La princesa Mette-Marit atraviesa un momento turbulento, atrapada en el ojo del huracán por múltiples escándalos que amenazan su reputación. Además del juicio contra su hijo Marius Borg, la esposa del príncipe Haakon enfrenta sus propias controversias, incluida su relación con Jeffrey Epstein.
Esta situación ha desatado una crisis en la Corona Noruega, que se tambalea entre la incertidumbre y la desaprobación de la ciudadanía.
Expulsan a Mette-Marit de organizaciones benéficas
Tras la revelación de correos electrónicos e imágenes que muestran los vínculos de Jeffrey Epstein con políticos, artistas y miembros de la realeza, las reacciones no se hicieron esperar.
En Noruega, varias asociaciones de las que Mette-Marit era benefactora decidieron apartarla de sus cargos tras confirmarse que la princesa intercambiaba mensajes con Epstein.
Una de ellas fue la propia Cruz Roja, que calificó el caso como “un asunto serio”. Por su parte, la fundación ‘Sex and Society’ fue más allá y decidió retirarle a la princesa el premio Shameless.
“Muestran un amplio contacto entre la princesa heredera y el fallecido Jeffrey Epstein, quien fue condenado por delitos sexuales contra menores”, comentaron en un comunicado.

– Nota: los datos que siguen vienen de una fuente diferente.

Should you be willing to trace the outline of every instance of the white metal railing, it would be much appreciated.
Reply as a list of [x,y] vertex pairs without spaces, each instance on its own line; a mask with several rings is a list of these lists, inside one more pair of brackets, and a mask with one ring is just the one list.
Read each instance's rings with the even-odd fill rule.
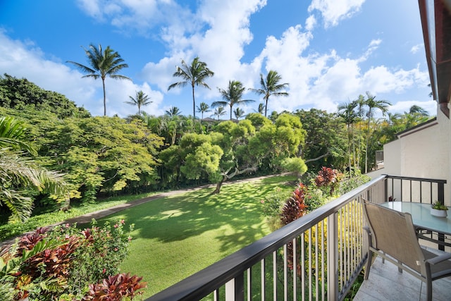
[[389,178],[373,179],[147,300],[343,300],[366,260],[361,200],[387,201]]

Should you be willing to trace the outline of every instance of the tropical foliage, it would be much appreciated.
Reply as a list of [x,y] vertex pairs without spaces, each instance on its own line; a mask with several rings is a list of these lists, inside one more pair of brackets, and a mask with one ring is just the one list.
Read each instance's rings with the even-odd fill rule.
[[[228,87],[227,90],[221,88],[218,88],[218,90],[219,90],[219,93],[221,93],[221,96],[224,100],[213,102],[211,104],[211,107],[217,108],[226,106],[230,106],[230,120],[232,120],[232,112],[233,111],[234,106],[237,106],[240,104],[245,104],[254,102],[252,99],[242,99],[242,94],[245,92],[246,88],[242,85],[242,83],[238,80],[230,80],[228,82]],[[238,109],[240,108],[237,108],[237,110]],[[240,117],[242,114],[240,113],[240,111],[237,111],[237,112],[239,113],[238,115],[240,115]]]
[[[265,101],[265,117],[266,117],[268,100],[270,97],[288,96],[288,93],[283,90],[287,88],[289,84],[288,82],[280,84],[279,83],[280,80],[282,80],[282,76],[277,71],[271,70],[268,73],[266,78],[264,78],[263,74],[260,75],[259,89],[250,89],[255,93],[263,95],[263,99]],[[259,109],[260,108],[259,107]]]
[[94,80],[101,78],[104,88],[104,116],[106,116],[105,79],[109,77],[114,80],[130,80],[127,76],[118,74],[124,68],[128,68],[128,65],[125,63],[121,55],[109,46],[103,50],[100,44],[98,47],[91,44],[87,49],[84,48],[84,49],[90,67],[73,61],[68,61],[68,63],[75,66],[85,73],[86,75],[82,78],[91,78]]
[[25,221],[33,208],[33,192],[49,194],[54,199],[67,197],[62,176],[37,164],[36,151],[24,136],[26,128],[13,117],[0,117],[0,205],[11,213],[11,221]]
[[20,238],[0,257],[3,300],[121,300],[144,288],[141,278],[118,274],[131,240],[124,221],[80,230],[39,228]]
[[142,90],[137,91],[136,96],[130,98],[130,102],[125,102],[125,104],[131,104],[132,106],[136,106],[138,107],[138,115],[141,115],[141,107],[144,106],[148,106],[152,103],[150,100],[149,95],[146,94]]
[[182,60],[182,66],[177,66],[175,72],[173,74],[175,78],[181,78],[183,80],[174,82],[168,87],[168,91],[175,87],[185,87],[187,84],[191,85],[192,89],[192,116],[196,118],[196,100],[194,99],[194,87],[201,86],[210,89],[205,82],[207,78],[211,78],[214,73],[208,68],[206,63],[201,61],[199,56],[196,56],[191,64],[188,66],[186,62]]

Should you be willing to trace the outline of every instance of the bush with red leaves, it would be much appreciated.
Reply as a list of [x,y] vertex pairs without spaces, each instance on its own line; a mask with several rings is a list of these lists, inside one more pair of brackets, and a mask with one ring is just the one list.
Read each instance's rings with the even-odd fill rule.
[[299,183],[292,196],[285,201],[280,214],[280,221],[284,225],[288,225],[307,213],[307,208],[304,202],[307,191],[307,186]]
[[111,276],[100,283],[90,284],[89,291],[82,299],[83,301],[121,301],[127,297],[132,300],[142,292],[137,290],[147,287],[145,282],[141,282],[142,277],[130,276],[130,274],[118,274]]
[[319,188],[328,188],[329,194],[332,195],[335,190],[335,186],[338,184],[337,176],[338,176],[338,171],[336,169],[332,169],[329,167],[321,167],[321,169],[318,172],[318,176],[315,178],[315,184]]

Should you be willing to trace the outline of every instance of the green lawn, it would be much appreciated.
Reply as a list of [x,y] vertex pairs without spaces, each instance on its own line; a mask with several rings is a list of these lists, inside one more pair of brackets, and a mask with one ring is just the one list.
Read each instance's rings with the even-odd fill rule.
[[269,233],[261,214],[265,195],[293,176],[226,185],[220,195],[203,188],[167,197],[103,219],[135,223],[123,272],[143,276],[149,297]]

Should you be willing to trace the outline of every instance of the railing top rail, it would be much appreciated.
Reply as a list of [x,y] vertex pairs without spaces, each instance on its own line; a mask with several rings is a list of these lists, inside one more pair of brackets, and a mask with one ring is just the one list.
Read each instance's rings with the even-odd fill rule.
[[406,177],[403,176],[393,176],[393,175],[384,175],[388,178],[390,179],[400,179],[400,180],[417,180],[421,182],[435,182],[438,183],[443,183],[446,184],[447,180],[443,179],[433,179],[429,178],[416,178],[416,177]]
[[207,295],[385,178],[380,176],[146,300],[187,300]]

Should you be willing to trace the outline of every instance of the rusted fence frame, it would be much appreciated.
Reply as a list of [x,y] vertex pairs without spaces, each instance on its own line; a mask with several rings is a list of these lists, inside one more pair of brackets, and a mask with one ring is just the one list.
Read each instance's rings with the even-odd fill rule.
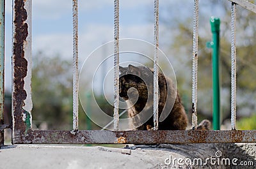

Crisis en la monarquía por culpa de Mette-Marit y su hijos Marius Borg
Las controversias de Marius Borg impactaron a la Corona Noruega desde que se le acusó de violencia y agresión sexual; ahora, las acusaciones contra su madre, Mette-Marit, han desestabilizado aún más a la Casa Real.
La situación llegó a un punto que hizo cuestionar a los noruegos si debería mantenerse o no la monarquía, por lo que se sometió a debate en el Parlamento. Para suerte de la Casa Real, la mayoría se mostró a favor de seguir con ella y darle continuidad.
La propuesta llegó del lado del Partido Socialista de Izquierda que presentó la propuesta para abolir la monarquía y en su lugar instaurar una república. Tras la valoración, los números favorecieron a la Familia Real con 141 votos a favor y apenas 26 en contra.
“Es simplemente triste lo que está ocurriendo en los medios en estos momentos, y solo la honestidad puede ponerle fin”, mencionó Erna Solberg, la líder del Partido Conservador, al medio VG.


Noruega se opone a que Mette-Marit se convierta en reina
Aunque desde el Parlamento apoyaron mantener el régimen monárquico, en las calles el ambiente y la percepción es distinta. En medio de los escándalos reales, se realizó una encuesta para conocer la opinión de la ciudadanía. Los resultados no son favorecedores.
El medio VG publicó los resultados del sondeo realizado por InFact y arrojó que el 44 % de los noruegos considera que Mette-Marit no debería llegar a ser reina. Por otro lado, un 32,5 % sí la apoya, mientras que un 22 % se muestra indeciso.
Pero eso no es todo. Sobre su opinión sobre el respaldo a la monarquía, la probación también se redujo, pues del 72% que los apoyaba en 2025, ahora solo el 60,9 % está a favor. En contraste, la instauración de una República va en aumento, pues mientras que para el año pasado solo lo consideraban un 17% dela población, hoy la cifra aumentó a 27.4%, 10% más en un solo año.
En cuanto a la percepción, la gran mayoría de los noruegos expresó que es negativa, especialmente por todos los escándalos en los que han estado envueltos.


Un divorcio que podría salvar la reputación de la Casa real de Noruega
Aunque los números todavía favorecen a la Familia Real, su situación sigue siendo frágil, dado que su percepción, reputación e imagen entre los ciudadanos no es favorable.
Anticipando un posible escenario, Ricardo Mateos Sáenz de Medrano, historiador y experto en casas reales, compartió con el medio Vanitatis una posible vía para la Familia Real de Noruega para encaminar su destino.
“Un divorcio sería deseable y previsible”, explica sobre una acción inmediata entre Haakon de Noruega y Mette-Marit.
“Pero desconocemos la influencia que ella ejerce sobre su marido en un momento en el que la salud del rey Harald parece especialmente delicada”, expuso.
Pese a las especulaciones, la moneda aún está en el aire. Por ahora, Marius aceptó ser responsable del delito de tráfico de drogas en el juicio que se está llevando a cabo, donde está siendo acusado de más de 30 delitos.
Por su parte, Mette-Marit se refugia en el anonimato mientras se lleva a cabo el juicio, tal como lo adelantó en su momento su esposo, el príncipe heredero.